Synchronized cells were treated with either scrambled (control) or CREB-specific siRNA and then treated with serum for 24 h. Cellular RNA was harvested by the addition of 300 μl of Trizol (Ambion, Foster City, CA, USA) directly to the plate before addition of 100 μl of chloroform (Sigma, St Louis, MO, USA) and subsequent centrifugation for 15 min at 12 000 r.p.m. for phase separation. The upper RNA phase was collected before being passed through a NucleoSpin RNA Clean-up XS column (Macherey-Nagel, D-52313, Düren, Germany). Eight hundred nanograms of RNA was reverse transcribed using a Superscript III first-strand reverse transfection kit (Invitrogen) and then amplified with primers specific to CCND1 (Forward-5′-GATCAAGTGTGACCCGGACTG-3′; Reverse-5′-CCTTGGGGTCCATGTTCTGC-3′), CCNB1 (Forward-5′-TGGTGAATGGACACCAACTC-3′; Reverse-5′-TTCTTAGCCAGGTGCTGCAT-3′) or PCNA (Forward-5′-GCCCTGGTTCTGGAGGTAAC-3′; Reverse-5′-TAGCTGGTTTCGGCTTCAGG-3′).

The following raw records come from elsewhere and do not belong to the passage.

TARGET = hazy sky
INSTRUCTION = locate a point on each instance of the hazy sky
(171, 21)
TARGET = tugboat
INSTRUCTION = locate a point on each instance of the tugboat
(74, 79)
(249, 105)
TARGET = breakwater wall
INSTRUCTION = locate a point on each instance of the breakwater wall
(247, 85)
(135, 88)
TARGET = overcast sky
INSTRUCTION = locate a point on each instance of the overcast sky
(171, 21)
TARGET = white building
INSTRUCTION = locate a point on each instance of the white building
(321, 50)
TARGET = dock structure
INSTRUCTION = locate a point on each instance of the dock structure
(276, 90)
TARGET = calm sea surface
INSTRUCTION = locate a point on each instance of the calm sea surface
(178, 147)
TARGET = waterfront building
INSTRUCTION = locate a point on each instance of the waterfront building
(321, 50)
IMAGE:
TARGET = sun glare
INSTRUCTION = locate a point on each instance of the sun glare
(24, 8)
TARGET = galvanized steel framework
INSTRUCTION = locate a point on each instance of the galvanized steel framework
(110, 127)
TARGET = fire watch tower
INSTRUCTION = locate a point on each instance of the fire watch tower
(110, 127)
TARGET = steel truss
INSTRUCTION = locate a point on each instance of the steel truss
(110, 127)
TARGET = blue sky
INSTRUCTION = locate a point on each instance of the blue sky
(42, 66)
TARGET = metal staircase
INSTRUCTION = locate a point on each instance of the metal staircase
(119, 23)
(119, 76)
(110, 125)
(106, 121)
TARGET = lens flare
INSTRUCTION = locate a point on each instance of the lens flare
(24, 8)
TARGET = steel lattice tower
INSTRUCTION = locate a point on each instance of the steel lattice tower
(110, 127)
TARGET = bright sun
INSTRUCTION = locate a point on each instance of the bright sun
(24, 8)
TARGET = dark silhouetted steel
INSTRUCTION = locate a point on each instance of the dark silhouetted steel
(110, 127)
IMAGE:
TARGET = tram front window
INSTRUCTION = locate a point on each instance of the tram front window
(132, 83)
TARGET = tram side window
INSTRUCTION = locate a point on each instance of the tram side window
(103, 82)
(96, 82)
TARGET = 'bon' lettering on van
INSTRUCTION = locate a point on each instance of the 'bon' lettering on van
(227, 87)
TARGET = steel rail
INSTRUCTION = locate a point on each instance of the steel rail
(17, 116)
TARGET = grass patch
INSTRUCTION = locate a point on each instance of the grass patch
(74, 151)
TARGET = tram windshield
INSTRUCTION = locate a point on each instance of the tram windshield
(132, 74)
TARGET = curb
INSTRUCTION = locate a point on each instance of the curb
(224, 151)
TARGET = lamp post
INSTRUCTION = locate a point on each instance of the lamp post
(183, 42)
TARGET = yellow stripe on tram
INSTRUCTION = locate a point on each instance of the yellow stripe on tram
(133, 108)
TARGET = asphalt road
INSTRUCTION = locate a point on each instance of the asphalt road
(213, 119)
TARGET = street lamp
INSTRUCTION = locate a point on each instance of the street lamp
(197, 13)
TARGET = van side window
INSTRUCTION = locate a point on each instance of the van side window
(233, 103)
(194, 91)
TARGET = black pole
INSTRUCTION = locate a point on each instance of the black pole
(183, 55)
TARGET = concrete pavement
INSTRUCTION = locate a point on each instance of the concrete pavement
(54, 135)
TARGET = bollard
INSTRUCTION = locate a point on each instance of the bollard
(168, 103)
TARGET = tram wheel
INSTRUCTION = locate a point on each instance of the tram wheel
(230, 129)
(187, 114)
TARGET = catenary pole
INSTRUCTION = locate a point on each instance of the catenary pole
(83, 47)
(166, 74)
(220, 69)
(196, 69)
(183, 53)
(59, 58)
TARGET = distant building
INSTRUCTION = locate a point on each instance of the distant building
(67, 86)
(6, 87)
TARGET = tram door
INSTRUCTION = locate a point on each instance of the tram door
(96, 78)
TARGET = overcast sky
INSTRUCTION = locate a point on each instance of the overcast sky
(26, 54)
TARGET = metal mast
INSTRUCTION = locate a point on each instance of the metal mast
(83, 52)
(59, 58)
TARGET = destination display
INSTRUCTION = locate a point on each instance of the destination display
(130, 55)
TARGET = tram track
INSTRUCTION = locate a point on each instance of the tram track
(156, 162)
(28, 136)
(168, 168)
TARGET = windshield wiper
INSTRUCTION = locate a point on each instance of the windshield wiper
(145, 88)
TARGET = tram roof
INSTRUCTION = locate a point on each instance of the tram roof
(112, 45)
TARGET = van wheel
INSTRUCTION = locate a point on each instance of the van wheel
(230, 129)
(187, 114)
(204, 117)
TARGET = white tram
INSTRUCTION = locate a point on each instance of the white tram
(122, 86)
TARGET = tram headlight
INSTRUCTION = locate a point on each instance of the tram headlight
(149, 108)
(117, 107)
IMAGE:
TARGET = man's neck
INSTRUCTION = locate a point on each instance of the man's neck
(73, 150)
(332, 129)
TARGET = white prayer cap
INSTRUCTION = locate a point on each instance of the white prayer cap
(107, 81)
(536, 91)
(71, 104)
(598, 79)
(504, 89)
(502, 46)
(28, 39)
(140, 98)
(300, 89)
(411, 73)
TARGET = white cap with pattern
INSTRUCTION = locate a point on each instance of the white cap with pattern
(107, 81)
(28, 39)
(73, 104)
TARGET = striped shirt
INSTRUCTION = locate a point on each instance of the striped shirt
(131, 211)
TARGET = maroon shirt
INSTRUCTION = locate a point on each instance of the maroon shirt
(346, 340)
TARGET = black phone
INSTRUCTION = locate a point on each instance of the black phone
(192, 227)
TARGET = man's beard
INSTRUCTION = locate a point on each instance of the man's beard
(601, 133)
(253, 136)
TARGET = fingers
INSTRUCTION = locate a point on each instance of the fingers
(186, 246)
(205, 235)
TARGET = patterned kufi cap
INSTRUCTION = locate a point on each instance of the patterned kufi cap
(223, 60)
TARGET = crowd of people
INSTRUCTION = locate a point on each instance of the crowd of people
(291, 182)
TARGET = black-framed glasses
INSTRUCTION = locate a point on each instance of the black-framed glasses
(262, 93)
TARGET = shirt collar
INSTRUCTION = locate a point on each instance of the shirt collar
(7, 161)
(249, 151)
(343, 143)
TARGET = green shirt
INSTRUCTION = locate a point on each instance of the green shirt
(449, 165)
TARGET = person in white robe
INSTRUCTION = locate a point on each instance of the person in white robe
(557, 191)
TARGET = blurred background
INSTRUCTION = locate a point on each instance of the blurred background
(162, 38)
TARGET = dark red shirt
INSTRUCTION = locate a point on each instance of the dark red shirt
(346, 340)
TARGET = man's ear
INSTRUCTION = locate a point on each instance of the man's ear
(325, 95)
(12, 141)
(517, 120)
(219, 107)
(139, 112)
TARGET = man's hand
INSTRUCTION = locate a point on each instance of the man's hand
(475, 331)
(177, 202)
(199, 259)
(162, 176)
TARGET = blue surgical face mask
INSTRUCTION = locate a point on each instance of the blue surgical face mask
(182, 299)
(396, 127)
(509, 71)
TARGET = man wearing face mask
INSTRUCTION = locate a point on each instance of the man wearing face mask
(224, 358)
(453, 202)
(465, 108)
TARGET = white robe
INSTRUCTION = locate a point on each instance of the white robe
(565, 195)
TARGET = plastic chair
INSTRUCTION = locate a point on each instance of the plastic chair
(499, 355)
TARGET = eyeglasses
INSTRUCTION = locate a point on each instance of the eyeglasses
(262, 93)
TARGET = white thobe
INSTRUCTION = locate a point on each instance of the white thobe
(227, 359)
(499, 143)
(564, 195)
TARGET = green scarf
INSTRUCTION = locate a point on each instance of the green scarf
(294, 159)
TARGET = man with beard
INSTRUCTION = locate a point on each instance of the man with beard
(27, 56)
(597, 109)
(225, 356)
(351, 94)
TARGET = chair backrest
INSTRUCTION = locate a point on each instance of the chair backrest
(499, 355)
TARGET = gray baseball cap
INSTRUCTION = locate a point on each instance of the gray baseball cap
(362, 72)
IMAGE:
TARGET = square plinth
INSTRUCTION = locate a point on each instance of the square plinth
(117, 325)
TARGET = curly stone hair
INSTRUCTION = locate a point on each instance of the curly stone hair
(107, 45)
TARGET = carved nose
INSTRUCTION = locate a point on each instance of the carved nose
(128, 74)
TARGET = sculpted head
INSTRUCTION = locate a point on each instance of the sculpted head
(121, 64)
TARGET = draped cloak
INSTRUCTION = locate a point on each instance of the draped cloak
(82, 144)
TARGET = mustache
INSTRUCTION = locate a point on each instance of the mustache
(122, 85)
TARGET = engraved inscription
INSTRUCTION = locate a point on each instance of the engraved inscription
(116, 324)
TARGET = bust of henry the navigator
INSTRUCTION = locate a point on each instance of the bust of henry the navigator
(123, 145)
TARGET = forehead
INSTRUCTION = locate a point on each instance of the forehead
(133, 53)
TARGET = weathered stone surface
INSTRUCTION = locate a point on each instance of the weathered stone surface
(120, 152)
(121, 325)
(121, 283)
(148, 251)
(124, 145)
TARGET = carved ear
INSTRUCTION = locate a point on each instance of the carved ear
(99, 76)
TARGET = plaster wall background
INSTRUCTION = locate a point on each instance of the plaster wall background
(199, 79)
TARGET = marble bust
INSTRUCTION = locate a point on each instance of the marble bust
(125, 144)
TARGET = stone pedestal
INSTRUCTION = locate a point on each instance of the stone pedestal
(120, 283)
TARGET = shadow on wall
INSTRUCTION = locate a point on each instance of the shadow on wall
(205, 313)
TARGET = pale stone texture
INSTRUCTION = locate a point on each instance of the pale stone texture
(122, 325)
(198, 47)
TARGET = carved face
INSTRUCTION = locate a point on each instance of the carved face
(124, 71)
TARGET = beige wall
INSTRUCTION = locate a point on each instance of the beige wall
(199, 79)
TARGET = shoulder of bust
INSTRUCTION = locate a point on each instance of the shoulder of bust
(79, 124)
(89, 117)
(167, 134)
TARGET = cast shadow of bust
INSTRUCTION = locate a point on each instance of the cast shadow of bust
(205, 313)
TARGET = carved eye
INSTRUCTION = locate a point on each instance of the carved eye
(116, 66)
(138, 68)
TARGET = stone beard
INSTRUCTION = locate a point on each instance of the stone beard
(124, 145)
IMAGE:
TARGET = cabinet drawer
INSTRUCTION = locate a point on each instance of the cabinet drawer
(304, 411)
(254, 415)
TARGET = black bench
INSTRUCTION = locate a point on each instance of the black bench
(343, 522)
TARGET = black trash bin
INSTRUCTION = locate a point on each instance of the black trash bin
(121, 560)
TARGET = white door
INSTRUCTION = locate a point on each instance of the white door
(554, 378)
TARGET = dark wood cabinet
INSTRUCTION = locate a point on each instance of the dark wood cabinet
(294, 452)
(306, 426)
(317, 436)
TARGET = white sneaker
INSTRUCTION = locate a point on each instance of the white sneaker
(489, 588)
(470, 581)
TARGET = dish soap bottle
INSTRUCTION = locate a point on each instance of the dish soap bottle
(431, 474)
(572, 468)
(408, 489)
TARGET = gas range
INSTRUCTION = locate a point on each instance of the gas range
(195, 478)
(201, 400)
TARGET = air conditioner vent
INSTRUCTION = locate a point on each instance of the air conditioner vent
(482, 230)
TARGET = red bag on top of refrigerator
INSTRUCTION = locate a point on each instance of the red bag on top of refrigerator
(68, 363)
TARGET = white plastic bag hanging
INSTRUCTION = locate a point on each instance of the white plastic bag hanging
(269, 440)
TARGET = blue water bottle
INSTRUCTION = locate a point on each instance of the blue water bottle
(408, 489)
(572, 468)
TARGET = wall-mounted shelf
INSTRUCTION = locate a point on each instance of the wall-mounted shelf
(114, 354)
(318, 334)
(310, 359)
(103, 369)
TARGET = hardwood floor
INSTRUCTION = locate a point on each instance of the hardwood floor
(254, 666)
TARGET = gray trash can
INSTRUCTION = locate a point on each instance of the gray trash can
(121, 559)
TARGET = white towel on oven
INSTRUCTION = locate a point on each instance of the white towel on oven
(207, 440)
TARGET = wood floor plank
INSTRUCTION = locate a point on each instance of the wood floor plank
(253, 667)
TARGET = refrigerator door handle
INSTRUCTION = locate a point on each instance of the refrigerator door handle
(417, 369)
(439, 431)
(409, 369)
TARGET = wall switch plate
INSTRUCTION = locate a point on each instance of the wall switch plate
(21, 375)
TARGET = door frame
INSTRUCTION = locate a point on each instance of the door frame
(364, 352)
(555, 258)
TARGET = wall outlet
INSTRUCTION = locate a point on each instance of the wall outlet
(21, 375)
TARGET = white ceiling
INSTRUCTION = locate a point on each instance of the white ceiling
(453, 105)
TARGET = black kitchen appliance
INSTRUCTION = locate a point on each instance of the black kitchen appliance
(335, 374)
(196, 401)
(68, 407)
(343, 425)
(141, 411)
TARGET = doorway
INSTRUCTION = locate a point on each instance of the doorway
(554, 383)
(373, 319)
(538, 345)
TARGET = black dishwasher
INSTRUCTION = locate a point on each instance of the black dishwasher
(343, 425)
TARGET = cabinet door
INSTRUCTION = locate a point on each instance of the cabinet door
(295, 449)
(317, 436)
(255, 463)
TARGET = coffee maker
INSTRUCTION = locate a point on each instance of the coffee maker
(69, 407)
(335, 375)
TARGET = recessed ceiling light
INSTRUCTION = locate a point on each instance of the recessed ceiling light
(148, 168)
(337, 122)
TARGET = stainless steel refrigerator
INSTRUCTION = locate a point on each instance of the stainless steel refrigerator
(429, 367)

Amplification was performed on a LightCycler480 (Roche, Basel, Switzerland) using LightCycler 480 SYBR Green I Mastermix (Roche) under the following conditions: preincubation 50 °C for 2 min, 95 °C for 2 min, amplification at 95 °C for 15 s and then at 55–65 °C for 30 s.

Immunofluorescence

Cells were cultured on poly-d-lysine and fibronectin-coated glass coverslips and then incubated with or without BrdU (3 μg/ml) for 4 h before being fixed in 4% paraformaldehyde (Sigma) for 15 min on ice. Cells were then washed in PBS, and BrdU slides were incubated in HCl (1 N) for 10 min. Cells were permeabilized and blocked in staining buffer 1 (DPBS supplemented with 0.1% triton-X, 10% fetal calf serum) for 1 h before incubation with primary antibodies overnight at 4 °C. Slides were then washed 3 × in DPBS and then co-labelled with Alexa-Fluor secondary antibodies (Invitrogen) for 1 h. Slides were washed in PBS again before a 10-min incubation with 100 ng/ml DAPI solution (Sigma). Slides were then washed a final time in distilled water and then mounted with Fluorogel aqueous anti-fade media (ProSciTech, Townsville City, QLD, Australia).

Antibodies used

The antibodies used were CREB (Genesearch no. 9197L), pCREB Serine 133 (Genesearch no. 9197), BrdU (Genesearch no. 5292), pH3 (Genesearch no. 9701S), AKT (Genesearch no. 9272), pAKT Threonine 308 (Genesearch no. 9275S), MAPK (Genesearch no. 9102), pMAPK Threonine 202/Tyrosine 204 (Genesearch no. 9101), PKA-C (Genesearch no. 4782), pPKA-C Threonine197 (Genesearch no. 4781), Cyclin D1 (Abcam no. ab95281), Cyclin B1 (Abcam no. ab2949), PCNA (Genesearch no. 2586), and GAPDH (Genesearch no. 2118S). All primary antibodies were used at 1:2000 dilutions for western blottings and 1:100 for immunofluorescence or immunohistochemistry. Blots were then developed with enhanced chemiluminescence reagent (Bio-Rad, Hercules, CA, USA) and imaging performed on a Microchemi (DNR BioImaging Systems, South San Francisco, CA, USA).

Statistical analysis

Data are presented as mean±s.e.m. of at least three independent experiments. P-values were determined using a pairwise two-tailed Student’s t-test, with P<0.05 considered statistically significant.